Les relations entre l’Algérie et la France sont particulières, passionnées et passionnelles. L’intrication entre les deux peuples algérien et français est telle que toute déclaration et tout acte ont une résonance considérable et une répercussion dans les débats publics qui s’enflamment très vite.

Le dernier épisode est la crise déclenchée par les propos controversés tenus par le président Macron fin septembre dernier. Il aura fallu plus de deux mois de froid glacial pour que le chef de la diplomatie française eût pu se rendre à Alger où il a annoncé notamment la reprise du dialogue politique opérationnel entre les deux pays dans une relation de confiance et pour un partenariat ambitieux. Cette visite a signé le début du dégel entre l’Algérie et la France et a marqué la fin de la brouille diplomatique.

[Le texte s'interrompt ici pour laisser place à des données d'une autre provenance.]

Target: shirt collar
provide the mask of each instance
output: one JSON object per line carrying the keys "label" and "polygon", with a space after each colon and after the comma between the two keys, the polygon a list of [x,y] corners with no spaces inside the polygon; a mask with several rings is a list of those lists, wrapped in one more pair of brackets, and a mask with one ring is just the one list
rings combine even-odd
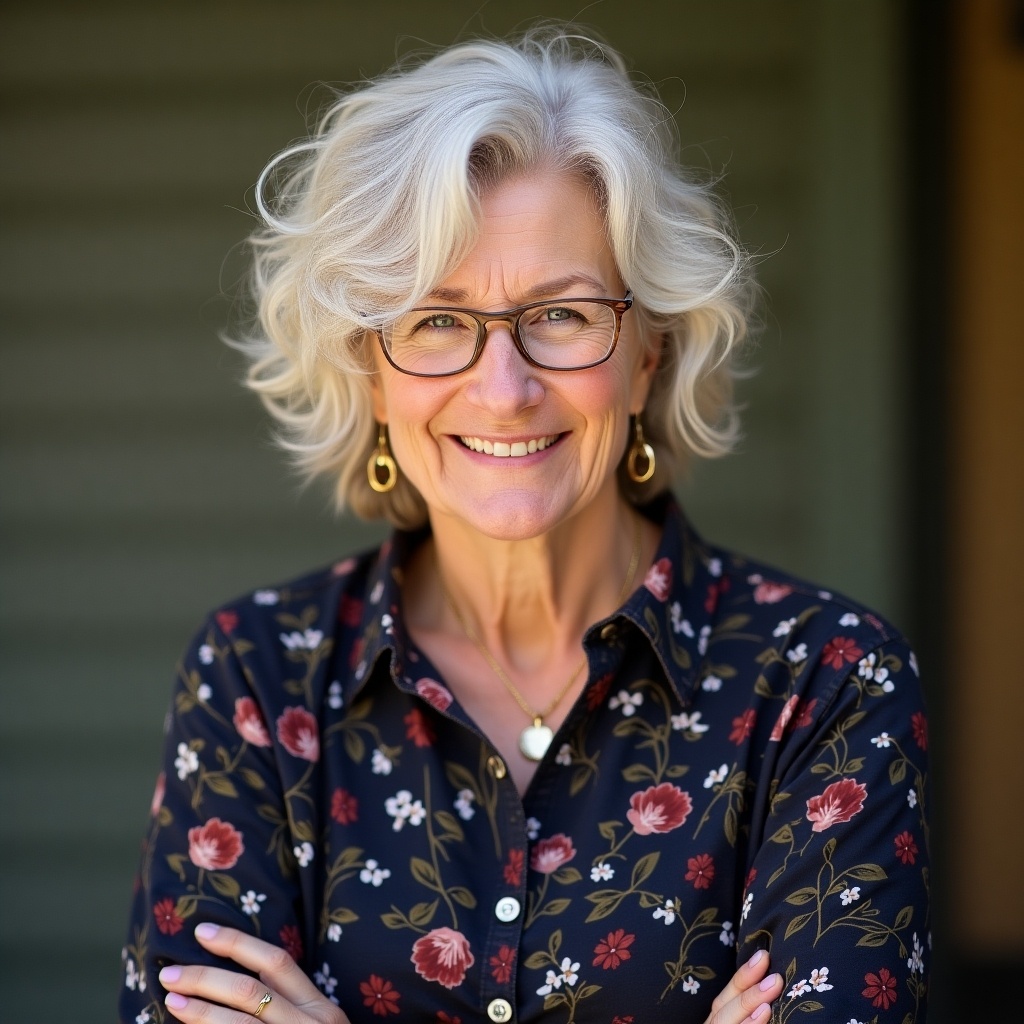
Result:
{"label": "shirt collar", "polygon": [[[631,622],[650,643],[681,704],[689,704],[707,649],[718,598],[727,587],[721,559],[714,557],[692,529],[678,502],[663,494],[640,510],[663,527],[657,555],[643,583],[623,606],[588,633],[621,617]],[[355,664],[347,672],[344,700],[350,705],[385,655],[388,667],[403,689],[404,658],[409,639],[399,615],[403,569],[412,553],[429,536],[429,529],[395,530],[381,545],[367,577],[361,639]],[[591,640],[591,642],[602,642]]]}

Les messages positifs, envoyés par le président Macron après « avoir regretté les polémiques engendrées par des propos rapportés », ont apaisé les tensions. Ces messages ont été jugés respectueux et raisonnables par Alger. En effet, après le doute exprimé quant à l’existence d’une nation algérienne avant la colonisation française mise en regard avec la présence ottomane, le président Macron affirme qu’il a « le plus grand respect pour la nation algérienne, pour son histoire et pour la souveraineté de l’Algérie ».

Je ne pense pas que cette affaire entre dans une surenchère autour des idées triomphantes de l’extrême-droite. Elle n’est pas du même ordre que « les effets positifs de la colonisation » que la loi du 23 février 2005 voulait consacrer ! Elle relève plutôt d’une méconnaissance de l’histoire de l’Algérie.

Cette mésentente est déjà derrière nous. Et toute crise doit avoir une vertu salvifique. Le dégel qui s’ensuit permettra, espérons-le, dans une démarche sincère et résolue avec l’ouverture anticipée des archives de s’atteler avec volonté, courage et détermination à solder objectivement la question coloniale.

Son triptyque : conquête, exploitation et guerre d’indépendance jusqu’à présent celé, doit être reconnu, étudié et bien affronté en face. La grandeur d’une nation et le génie d’un peuple résident aussi dans leur capacité de regarder les pages sombres de leur histoire, de les assumer et de les dépasser. Il faudra une bonne résolution et beaucoup d’audace pour guérir les blessures mémorielles et colmater les failles identitaires, notamment des citoyens français d’ascendance algérienne.